Journalists even in Quetta city limited their movement. The Quetta Press Club presented a deserted look, while security for the newspaper offices was also increased. According to Khalil Ahmed, president of Balochistan Union of Journalists (BUJ), “working under fears and uncertainty in Quetta has killed the creativity of journalists.”
Furthermore, the boycott was not only a blow to freedom of expression but it also resulted in severe economic hardships for the people who are dependent on media industry for their livelihood. After the threats, all newspaper distribution agencies and bookstalls selling newspapers and magazines ceased their activities. This meant that they could not earn their livelihood for three months.
An example can be of Al-Badar Bookstall which is operated by Mullah Riaz in Gwadar, port town of Balochistan. Ban on newspapers in Baloch belt crippled the business of Mullah Riaz and all the newspaper hawkers working for him became jobless. Likewise, in Khuzdar city, at least 30 newspaper hawkers were rendered jobless when the newspaper distribution was suspended after threats from the BLF.
When the government failed to effectively restore media activities in Balochistan, civil society groups and advocacy organizations came to the fore. Quetta Press Club, Balochistan Union of Journalists, Quetta Press Club Safety Hub, Council of Pakistan Newspapers and Editors and Freedom Network carried out advocacy campaign to push government and the insurgent groups to keep media out of their conflict.

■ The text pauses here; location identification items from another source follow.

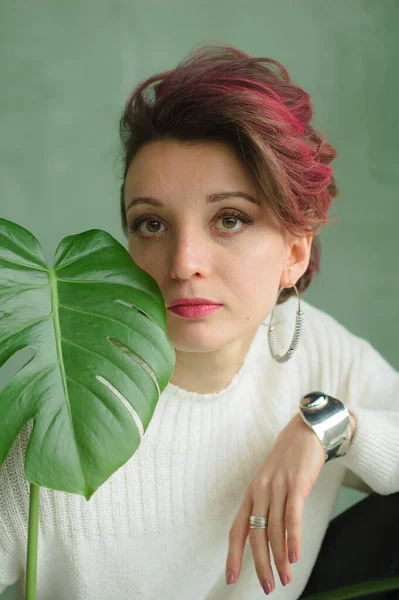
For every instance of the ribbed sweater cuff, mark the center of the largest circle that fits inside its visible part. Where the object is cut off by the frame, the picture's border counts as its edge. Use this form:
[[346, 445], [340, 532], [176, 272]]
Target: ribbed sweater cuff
[[374, 451]]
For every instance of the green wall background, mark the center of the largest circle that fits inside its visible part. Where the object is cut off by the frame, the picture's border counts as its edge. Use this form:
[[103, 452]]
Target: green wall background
[[66, 69]]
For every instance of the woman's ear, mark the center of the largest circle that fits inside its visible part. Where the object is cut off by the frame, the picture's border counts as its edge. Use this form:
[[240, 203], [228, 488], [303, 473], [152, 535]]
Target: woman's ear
[[297, 260]]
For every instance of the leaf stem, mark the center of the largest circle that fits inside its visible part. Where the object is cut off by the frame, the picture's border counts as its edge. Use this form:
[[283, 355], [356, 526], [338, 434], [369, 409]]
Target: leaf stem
[[31, 564]]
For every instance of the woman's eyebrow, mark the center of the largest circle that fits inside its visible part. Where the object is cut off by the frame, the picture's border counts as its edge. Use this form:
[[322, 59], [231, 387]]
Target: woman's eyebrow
[[209, 199]]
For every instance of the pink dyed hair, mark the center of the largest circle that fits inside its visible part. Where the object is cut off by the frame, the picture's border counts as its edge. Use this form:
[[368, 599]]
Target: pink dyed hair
[[220, 93]]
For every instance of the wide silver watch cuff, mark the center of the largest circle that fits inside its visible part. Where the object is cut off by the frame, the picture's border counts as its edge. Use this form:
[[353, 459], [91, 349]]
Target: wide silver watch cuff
[[330, 420]]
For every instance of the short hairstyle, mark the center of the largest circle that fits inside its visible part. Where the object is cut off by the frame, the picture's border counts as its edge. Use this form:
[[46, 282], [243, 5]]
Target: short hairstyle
[[220, 93]]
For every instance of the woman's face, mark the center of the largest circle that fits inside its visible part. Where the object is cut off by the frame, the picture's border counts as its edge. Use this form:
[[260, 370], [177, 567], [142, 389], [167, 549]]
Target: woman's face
[[196, 248]]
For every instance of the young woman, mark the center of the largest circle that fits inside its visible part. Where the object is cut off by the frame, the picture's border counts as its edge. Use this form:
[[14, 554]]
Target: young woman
[[226, 188]]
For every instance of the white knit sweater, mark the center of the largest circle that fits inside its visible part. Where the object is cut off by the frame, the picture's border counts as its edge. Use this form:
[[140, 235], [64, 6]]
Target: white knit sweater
[[158, 528]]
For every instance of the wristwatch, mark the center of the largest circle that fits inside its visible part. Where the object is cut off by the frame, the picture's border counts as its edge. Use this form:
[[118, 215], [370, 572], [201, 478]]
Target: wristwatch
[[330, 421]]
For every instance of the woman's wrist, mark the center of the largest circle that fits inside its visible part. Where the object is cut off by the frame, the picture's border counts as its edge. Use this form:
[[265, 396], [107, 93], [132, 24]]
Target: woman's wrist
[[353, 421]]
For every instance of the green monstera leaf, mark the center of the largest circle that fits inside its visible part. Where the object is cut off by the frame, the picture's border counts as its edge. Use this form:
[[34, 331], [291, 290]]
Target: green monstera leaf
[[97, 325]]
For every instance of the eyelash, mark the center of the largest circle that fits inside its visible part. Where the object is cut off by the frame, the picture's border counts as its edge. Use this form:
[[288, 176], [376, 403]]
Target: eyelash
[[133, 228]]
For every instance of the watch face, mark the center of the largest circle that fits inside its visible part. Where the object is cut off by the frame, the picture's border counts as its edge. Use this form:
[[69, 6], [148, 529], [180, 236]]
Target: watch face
[[314, 400]]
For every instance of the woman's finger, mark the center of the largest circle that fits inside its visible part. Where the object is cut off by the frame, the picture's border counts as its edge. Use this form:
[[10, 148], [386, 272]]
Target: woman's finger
[[259, 539], [277, 530], [293, 523], [237, 538]]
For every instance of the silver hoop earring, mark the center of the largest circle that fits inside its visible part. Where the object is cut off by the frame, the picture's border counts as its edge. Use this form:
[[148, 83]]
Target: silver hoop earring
[[295, 338]]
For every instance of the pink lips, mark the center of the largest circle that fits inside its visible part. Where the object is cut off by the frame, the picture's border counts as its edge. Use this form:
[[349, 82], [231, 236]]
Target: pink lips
[[194, 311]]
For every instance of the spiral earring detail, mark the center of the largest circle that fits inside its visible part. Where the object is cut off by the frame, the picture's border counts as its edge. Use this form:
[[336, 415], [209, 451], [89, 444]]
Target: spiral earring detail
[[295, 338]]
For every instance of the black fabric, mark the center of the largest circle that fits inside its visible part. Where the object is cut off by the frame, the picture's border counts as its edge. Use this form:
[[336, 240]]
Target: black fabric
[[360, 544]]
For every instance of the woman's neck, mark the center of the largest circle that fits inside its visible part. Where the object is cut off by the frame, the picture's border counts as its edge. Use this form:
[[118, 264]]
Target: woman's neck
[[210, 372]]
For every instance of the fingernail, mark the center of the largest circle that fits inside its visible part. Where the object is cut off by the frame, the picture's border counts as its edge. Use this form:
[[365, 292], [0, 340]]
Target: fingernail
[[229, 577], [267, 588], [283, 579]]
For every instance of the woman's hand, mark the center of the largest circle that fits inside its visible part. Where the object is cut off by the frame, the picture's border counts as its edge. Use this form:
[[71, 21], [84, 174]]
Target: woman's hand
[[278, 492]]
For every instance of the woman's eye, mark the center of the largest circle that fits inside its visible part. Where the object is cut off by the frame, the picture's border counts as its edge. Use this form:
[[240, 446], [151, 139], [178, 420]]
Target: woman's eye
[[151, 224]]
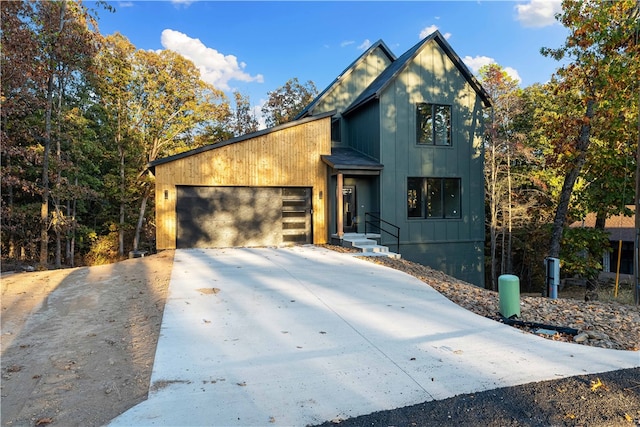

The BLF spokesperson said media in Balochistan had “become a tool for state and it blacked out (alleged) human rights violations in the province and that’s why it was attacked.” The statement further said that the banned group had “achieved its targets by boycotting media” in Balochistan.
After withdrawal of media boycott by the BLF, Journalism activities resumed in Baloch belt of Balochistan.
Freedom Network can confirm that Press Clubs in Gwadar, Turbat and Panjgur districts have already started working. Press Clubs in other districts are also planning to resume journalism activities soon.
Media in Balochistan is still far from becoming free and independent. Still the murders of more than 40 journalists in Balochistan are at large. Journalists have resumed working amid fear and uncertainty.
Adnan Amir is Khuzdar Press Club Safety Hub’s coordinator and monitors attacks on journalists in Baloch belt of Balochistan province.